Klipsun Magazine

Drawn to Colors

Story by Katherine Garvey | Photo courtesy of Riley Hoonan

This poster certainly has a message-it cries for attention, even if the meaning isn't obvious. Thick, red, nearly indecipherable characters jump out from the bright-blue outline of two nude bodies. At the bottom, small, inconspicuous text reads, "10 p.m. December 18. The Rogue."

Bellingham-based graphic designer Riley Hoonan explains how the poster he designed for his former band, Queen Amina, gets attention, even if it is unreadable.

"It's big, it's really colorful, it's blasting colors at you," Hoonan says. "We got more people to come to this show than any show we had advertised via the 11-by-17 [inch] posters that were printed off. And it only uses two colors.

The whole is more than the sum of its parts, Hoonan says, and color is one of those parts. Whether promoting a show, company or product, color provides the ability to go beyond simply explaining what something is or does.

"Color sells," Rosalie King, a professor in Western's design program, says. "Things that used to be light-we used to have white kitchens, white appliances, white dishesÑnow everything is just so colorful."

Graphic design consultant Ericka Bakkom, who owns Bellingham's E Fresh Design, taps certain colors to reflect her clients' style.
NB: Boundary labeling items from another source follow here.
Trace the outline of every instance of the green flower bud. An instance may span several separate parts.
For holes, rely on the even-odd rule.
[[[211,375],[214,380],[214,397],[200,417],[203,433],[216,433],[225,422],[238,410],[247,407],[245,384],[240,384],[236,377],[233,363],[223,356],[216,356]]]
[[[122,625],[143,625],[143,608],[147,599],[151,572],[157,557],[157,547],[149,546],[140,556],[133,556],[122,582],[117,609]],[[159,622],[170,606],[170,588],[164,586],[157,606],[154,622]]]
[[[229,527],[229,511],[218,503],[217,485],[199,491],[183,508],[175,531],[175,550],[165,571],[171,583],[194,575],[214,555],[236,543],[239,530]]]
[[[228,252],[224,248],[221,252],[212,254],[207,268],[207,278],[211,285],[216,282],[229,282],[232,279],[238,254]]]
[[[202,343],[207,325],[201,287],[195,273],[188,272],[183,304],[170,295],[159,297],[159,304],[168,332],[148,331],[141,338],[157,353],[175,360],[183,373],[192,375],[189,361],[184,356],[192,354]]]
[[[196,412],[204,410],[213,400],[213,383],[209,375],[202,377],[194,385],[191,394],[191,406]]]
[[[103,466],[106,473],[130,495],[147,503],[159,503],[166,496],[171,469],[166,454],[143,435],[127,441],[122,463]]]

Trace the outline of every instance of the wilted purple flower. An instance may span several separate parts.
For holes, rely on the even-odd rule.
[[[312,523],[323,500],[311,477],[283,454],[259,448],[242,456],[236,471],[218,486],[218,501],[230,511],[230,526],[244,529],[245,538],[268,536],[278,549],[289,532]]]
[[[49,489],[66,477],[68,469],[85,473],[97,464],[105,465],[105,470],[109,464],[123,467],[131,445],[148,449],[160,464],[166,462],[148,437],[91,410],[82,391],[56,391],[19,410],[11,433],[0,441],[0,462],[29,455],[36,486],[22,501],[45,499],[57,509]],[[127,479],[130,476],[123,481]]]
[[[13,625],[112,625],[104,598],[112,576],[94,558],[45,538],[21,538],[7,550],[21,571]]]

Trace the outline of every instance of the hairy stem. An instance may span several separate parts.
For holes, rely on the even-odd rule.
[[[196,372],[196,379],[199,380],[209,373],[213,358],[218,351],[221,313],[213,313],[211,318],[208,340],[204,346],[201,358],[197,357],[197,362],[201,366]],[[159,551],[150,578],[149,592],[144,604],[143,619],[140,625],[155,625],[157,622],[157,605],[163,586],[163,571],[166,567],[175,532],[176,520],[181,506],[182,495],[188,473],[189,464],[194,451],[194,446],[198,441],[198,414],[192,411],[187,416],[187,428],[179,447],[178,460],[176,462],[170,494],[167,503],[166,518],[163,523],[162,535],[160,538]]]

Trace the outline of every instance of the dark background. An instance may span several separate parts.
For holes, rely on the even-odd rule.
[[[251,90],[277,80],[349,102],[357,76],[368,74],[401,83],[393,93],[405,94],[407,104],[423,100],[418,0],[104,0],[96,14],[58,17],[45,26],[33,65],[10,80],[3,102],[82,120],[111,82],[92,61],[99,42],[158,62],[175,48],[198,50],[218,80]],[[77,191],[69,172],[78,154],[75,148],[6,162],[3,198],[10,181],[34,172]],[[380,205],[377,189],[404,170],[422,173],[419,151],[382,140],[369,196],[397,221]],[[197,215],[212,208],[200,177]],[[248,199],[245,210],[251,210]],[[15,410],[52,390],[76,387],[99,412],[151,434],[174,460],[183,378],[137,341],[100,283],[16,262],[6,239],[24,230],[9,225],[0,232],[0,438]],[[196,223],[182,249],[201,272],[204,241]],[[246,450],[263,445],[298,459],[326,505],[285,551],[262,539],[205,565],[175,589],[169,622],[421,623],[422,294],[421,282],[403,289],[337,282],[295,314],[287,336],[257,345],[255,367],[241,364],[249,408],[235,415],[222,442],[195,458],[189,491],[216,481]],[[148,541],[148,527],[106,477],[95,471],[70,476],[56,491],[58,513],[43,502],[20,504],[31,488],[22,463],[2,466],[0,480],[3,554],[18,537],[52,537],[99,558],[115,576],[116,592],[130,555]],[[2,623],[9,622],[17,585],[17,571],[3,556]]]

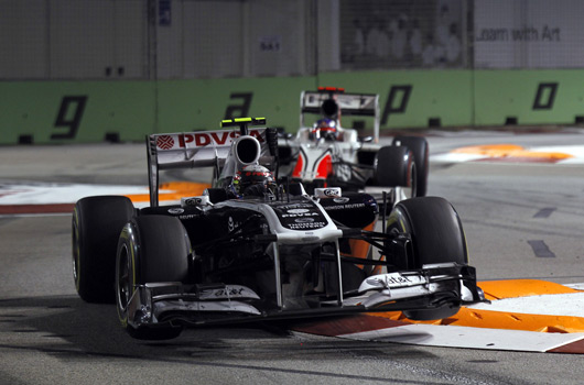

Her coffee remains untouched as she avidly, hardly stopping to take a breath, walks through her portfolio.

For a rebranding of Seattle Speciality Insurance (SSI), Bakkom and SSI's Marketing Director of Communications Jennifer Nausin used a muted chartreuse and slate to play on the company's image and its Northwest heritage.

"But if [the product] was something that resonated clean and fresh, you wouldn't want the dull earth colors for a natural product," she says. "You would want bright and vibrant against a lot of white."

Companies often adopt colors or pallets that eventually become synonymous with that business: Starbucks' green logo. McDonalds' golden arches. Google's rainbow text. Target's red...well, target.

Apple Inc.'s iMac campaign draws on a white, minimalist pallet to reflect its distinctiveness and reliability, Hoonan says.

The vivid color and movement of the iPod campaign certainly has a different effect, but it relies on the same methods.

"They were probably like, 'What can you do with an iPod that you can't do with a CD player? You can dance with it, you can have it on your body, and shake your booty,'" Hoonan says.

The meaning and use of colors is ever-evolving.

Blue and pink are associated with baby boys and girls, respectfully, but that wasn't the case 70 years ago.

Until approximately the 1940s, blue was used for girls as it was considered calmer and softer, Jill Morton, a branding expert who works in color psychology, has said.

"Color is extremely important," King says. "But we have no more rules about what color should be used with another one."